Consider a scenario where CDAP is running on the master cluster with data getting replicated on the slave cluter. To upgrade the replicated clusters, follow these steps:

  1. Update the CDAP repository definition on the slave cluster by running either of these methods:
  • On RPM using Yum:

    $ sudo curl -o /etc/yum.repos.d/cask.repo http://repository.cask.co/centos/6/x86_64/cdap/5.1/cask.repo
    

    This will create the file /etc/yum.repos.d/cask.repo with:

    [cask]
    name=Cask Packages
    baseurl=https://repository.cask.co/centos/6/x86_64/cdap/5.1
    enabled=1
    gpgcheck=1
    

    Add the Cask Public GPG Key to your repository:

    $ sudo rpm --import http://repository.cask.co/centos/6/x86_64/cdap/5.1/pubkey.gpg
    

    Update your Yum cache:

    $ sudo yum makecache
    
  • On Debian using APT:

    $ sudo curl -o /etc/apt/sources.list.d/cask.list http://repository.cask.co/ubuntu/precise/amd64/cdap/5.1/cask.list
    

    This will create the file /etc/apt/sources.list.d/cask.list with:

    deb [ arch=amd64 ] http://repository.cask.co/ubuntu/precise/amd64/cdap/5.1 precise cdap
    

    Add the Cask Public GPG Key to your repository:

    $ curl -s http://repository.cask.co/ubuntu/precise/amd64/cdap/5.1/pubkey.gpg | sudo apt-key add -
    

    Update your APT-cache:

    $ sudo apt-get update
    
  1. Update the CDAP packages on the slave cluster by running either of these methods:
  • On RPM using Yum:

    $ sudo yum upgrade 'cdap*'
    
  • On Debian using APT:

    $ sudo apt-get install --only-upgrade '^cdap.*'
    
  1. Generate the coprocessor jar on the slave cluster corresponding to the newly downloaded CDAP version:

    $ sudo -u <cdap-user> cdap setup coprocessors
    

    The coprocessor jar will be stored on the HDFS and path to the jar will be printed on console.
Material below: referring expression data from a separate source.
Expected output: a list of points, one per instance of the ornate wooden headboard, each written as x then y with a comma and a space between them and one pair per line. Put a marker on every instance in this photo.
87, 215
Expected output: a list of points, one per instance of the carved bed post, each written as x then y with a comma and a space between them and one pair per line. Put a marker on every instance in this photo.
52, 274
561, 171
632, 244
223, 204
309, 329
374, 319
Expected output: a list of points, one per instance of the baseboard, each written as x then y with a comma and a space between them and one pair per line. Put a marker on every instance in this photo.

  2. Copy the coprocessor jar to the same HDFS location on the master cluster.

  3. Stop all CDAP services on the master cluster.

  4. Make sure that all HBase and HDFS data is replicated on the slave cluster.

  5. Run the upgrade tool on the slave cluster.:

    $ sudo -u <cdap-user> /opt/cdap/master/bin/cdap run co.cask.cdap.data.tools.UpgradeTool upgrade
    

    Since replication is enabled and HBaseDDLExecutor is in place, HBase tables on the master cluster will also get upgraded.

  6. New version of the CDAP can be started on the slave cluster now.

  7. Download and install the new CDAP packages on the master cluster using the steps mentioned above for slave. This is to keep the master ready when there is a failover from slave. Note that there is no need to run the upgrade tool on the master since HBase tables on master were already upgraded when the upgrade tool was executed on the slave.